Nonsampling errors may affect the data in two ways. Errors that are introduced randomly
increase the variability of the data. Systematic errors, or errors that consistently skew the data
in one direction, introduce bias into the results of a sample survey. The Census Bureau protects
against the effect of systematic errors on survey estimates by conducting extensive research
and evaluation programs on sampling techniques, questionnaire design, and data collection and
processing procedures.
An important goal of the ACS is to minimize the amount of nonsampling error introduced
through nonresponse for sample housing units. One way of accomplishing this is by following
up on mail nonrespondents during the CATI and CAPI phases. For more information, please
see the section entitled “Control of Nonsampling Error”.
MEASURES OF SAMPLING ERROR
Sampling error is the difference between an estimate based on a sample and the corresponding
value that would be obtained if the entire population were surveyed (as for a census). Note that
sample-based estimates will vary depending on the particular sample selected from the
population. Measures of the magnitude of sampling error reflect the variation in the estimates
over all possible samples that could have been selected from the population using the same
sampling methodology.
Estimates of the magnitude of sampling errors – in the form of margins of error – are provided
with all published ACS data. The Census Bureau recommends that data users incorporate
margins of error into their analyses, as sampling error in survey estimates could impact the
conclusions drawn from the results.
P a g e | 14
Confidence Intervals and Margins of Error
Confidence Intervals
A sample estimate and its estimated standard error may be used to construct confidence
intervals about the estimate. These intervals are ranges that will contain the average value of
the estimated characteristic that results over all possible samples, with a known probability.

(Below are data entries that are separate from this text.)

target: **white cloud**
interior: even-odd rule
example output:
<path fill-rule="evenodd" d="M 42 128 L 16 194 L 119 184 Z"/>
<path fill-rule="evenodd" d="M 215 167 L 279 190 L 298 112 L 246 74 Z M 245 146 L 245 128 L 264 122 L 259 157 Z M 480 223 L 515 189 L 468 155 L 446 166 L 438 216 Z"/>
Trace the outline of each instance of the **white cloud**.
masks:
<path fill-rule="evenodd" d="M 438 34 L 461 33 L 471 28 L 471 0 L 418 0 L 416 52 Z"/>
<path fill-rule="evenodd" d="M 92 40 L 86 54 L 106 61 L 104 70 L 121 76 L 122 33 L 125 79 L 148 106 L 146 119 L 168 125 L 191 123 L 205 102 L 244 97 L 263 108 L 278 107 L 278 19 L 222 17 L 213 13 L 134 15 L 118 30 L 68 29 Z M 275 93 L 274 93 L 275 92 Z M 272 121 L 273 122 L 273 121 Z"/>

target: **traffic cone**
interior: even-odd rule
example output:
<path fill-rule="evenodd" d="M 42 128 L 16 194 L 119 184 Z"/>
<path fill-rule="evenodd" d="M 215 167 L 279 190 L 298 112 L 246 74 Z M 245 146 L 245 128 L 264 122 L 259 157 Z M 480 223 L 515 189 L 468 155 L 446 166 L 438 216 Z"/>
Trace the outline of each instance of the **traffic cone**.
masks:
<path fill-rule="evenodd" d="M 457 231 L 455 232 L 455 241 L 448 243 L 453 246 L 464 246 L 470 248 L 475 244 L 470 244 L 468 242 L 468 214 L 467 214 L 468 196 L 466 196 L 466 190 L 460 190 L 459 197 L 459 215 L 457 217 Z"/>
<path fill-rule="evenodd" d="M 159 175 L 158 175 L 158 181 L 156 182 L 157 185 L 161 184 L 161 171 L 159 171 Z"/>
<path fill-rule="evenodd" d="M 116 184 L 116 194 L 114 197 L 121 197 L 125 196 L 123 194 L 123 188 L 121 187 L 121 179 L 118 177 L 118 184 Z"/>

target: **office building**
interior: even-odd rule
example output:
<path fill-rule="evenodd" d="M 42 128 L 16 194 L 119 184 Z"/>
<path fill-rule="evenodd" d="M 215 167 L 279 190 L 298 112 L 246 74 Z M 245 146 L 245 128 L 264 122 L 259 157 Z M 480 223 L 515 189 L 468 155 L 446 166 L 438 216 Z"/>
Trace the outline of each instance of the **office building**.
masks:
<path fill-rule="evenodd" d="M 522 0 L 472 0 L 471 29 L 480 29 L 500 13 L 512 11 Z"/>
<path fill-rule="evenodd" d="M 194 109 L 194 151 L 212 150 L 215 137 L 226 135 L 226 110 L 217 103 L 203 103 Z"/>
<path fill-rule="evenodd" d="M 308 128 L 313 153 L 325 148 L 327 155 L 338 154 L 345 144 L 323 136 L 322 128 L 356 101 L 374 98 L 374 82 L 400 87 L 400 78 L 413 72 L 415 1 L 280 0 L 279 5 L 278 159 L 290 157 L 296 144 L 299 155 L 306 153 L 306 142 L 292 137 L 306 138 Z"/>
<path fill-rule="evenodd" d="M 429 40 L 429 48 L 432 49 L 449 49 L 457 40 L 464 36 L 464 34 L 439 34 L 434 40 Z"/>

For example, if all possible samples that could result under the ACS sample design were
independently selected and surveyed under the same conditions, and if the estimate and its
estimated standard error were calculated for each of these samples, then:
1. Approximately 68 percent of the intervals from one estimated standard error below
the estimate to one estimated standard error above the estimate would contain the
average result from all possible samples.
2. Approximately 90 percent of the intervals from 1.645 times the estimated standard
error below the estimate to 1.645 times the estimated standard error above the
estimate would contain the average result from all possible samples.
3. Approximately 95 percent of the intervals from two estimated standard errors below
the estimate to two estimated standard errors above the estimate would contain the
average result from all possible samples.
The intervals are referred to as 68 percent, 90 percent, and 95 percent confidence intervals,
respectively.
Margins of Error
In lieu of providing upper and lower confidence bounds in published ACS tables, the margin
of error is listed. All ACS published margins of error are based on a 90 percent confidence
level. The margin of error is the difference between an estimate and its upper or lower
confidence bound. Both the confidence bounds and the standard error can easily be computed
from the margin of error:
Standard Error = Margin of Error / 1.645
Lower Confidence Bound = Estimate - Margin of Error
Upper Confidence Bound = Estimate + Margin of Error
Note that for 2005 and earlier estimates, ACS margins of error and confidence bounds were
calculated using a 90 percent confidence level multiplier of 1.65. Starting with the 2006 data
release, the more accurate multiplier of 1.645 is used. Margins of error and confidence
bounds from previously published products will not be updated with the new multiplier.
P a g e | 15
When calculating standard errors from margins of error or confidence bounds using
published data for 2005 and earlier, use the 1.65 multiplier.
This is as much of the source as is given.